The loaded pots follow the conveyor up a steady incline of approximately 30 degrees. By the time the pots get to the end of the conveyor, they are at the height of the trailer bed onto which they will be loaded and transported to the field.

Along the incline, pots meet the automatic labeling system, which also is positioned at a 30-degree angle so labels can be applied squarely on the pots. First, the pot passes a brush that wipes excess dirt off of the pot's surface. It then moves toward the loose-loop labeling system, where the thermal-transfer printer has already produced a supply of labels for the applicator.

One label at a time is peeled from its liner and held on the applicator's tamp pad via vacuum suction. Right before reaching the system, a pot activates an electronic sensor that triggers the applicator's arm to extend toward the pot and blow on the label from a 0.25-inch distance. Using Label-Aire's patented tamp-blow technology, the tamp pad never touches the product, yet the applicator provides consistent label placement accurate to ±0.03-inch.

Another electronic sensor stationed between the printer and the applicator monitors the label level. If the quantity of labels falls short of the sensor's eye, a signal will inform the printer to produce more labels. That way, the applicator has a continuous feed of labels.

To insure adhesion to the pot's rounded surface, the pot then passes by a roller that gently smoothes over the label. Operators on top of trailer beds lift the pots from the end of the conveyor and load them onto the trailers. The plants are then transported to the fields where they are grown for two to three years.

After six months of successful in-line labeling, McCorkle purchased a second Weber system to expedite its high labeling volume. These two systems label thousands of pots each day. Additionally, McCorkle purchased a stand-alone Weber 81 Series thermal-transfer printer to produce rolls of identification labels for its off-site growers.

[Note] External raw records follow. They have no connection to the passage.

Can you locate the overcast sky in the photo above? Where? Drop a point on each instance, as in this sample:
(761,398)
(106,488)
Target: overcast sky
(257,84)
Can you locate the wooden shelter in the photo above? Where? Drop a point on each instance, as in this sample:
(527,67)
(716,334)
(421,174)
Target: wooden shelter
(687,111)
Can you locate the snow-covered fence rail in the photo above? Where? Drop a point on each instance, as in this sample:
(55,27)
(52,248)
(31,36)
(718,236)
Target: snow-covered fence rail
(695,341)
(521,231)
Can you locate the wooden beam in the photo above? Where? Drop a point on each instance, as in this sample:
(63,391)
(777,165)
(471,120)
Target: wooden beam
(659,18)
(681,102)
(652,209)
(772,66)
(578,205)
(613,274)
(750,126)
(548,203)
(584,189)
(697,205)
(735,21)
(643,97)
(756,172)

McCorkle reaps a wealth of benefits

The McCorkle family and nursery employees are extremely happy to have found an automatic labeling system that was able to perform in the nursery environment.

McCorkle reports labor-saving, cost-saving and customer benefits from the print-and-apply system. "Hands-free labeling is extremely cost-effective for us," explains Mrs. Gamble. "The automatic labeling system is saving us approximately 16,000 man hours per year, in addition to freeing up employees who can help speed up loading at the shipping dock." She adds that the savings calculated from labor expenses alone paid for the system in just over one year.

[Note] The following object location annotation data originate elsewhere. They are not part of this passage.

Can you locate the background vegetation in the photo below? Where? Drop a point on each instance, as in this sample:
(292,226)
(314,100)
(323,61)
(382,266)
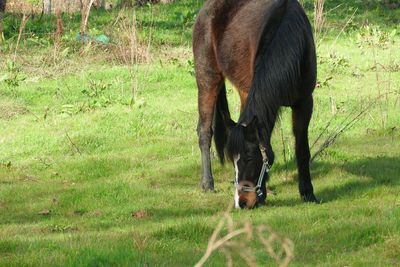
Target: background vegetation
(99,162)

The system's on-demand labeling capabilities also offer their own cost-saving opportunities. One universal pressure-sensitive label has eliminated the high cost of purchasing and inventorying thousands of different preprinted tags and clips.

McCorkle's customers have voiced their approvals of the new system, as well. The retail garden centers enjoy the self-service environment that the detailed labels create, and with the chance of shipping errors drastically reduced, customer check-out and inventory tracking are more efficient.

"We had a labeling concept," recalls Mrs. Gamble, "and Weber could see what our vision was and worked with us to develop a system that could actually do it."

McCorkle also considers Weber's nationwide direct sales and service organization a value-added feature. "It's beneficial for us to consistently work with one person who is looking out for our growing needs," says Mrs. Gamble, who is currently working with Weber to upgrade some additional software features.

Since McCorkle Nurseries became a hands-free labeling environment, product identification is no longer considered a dirty job.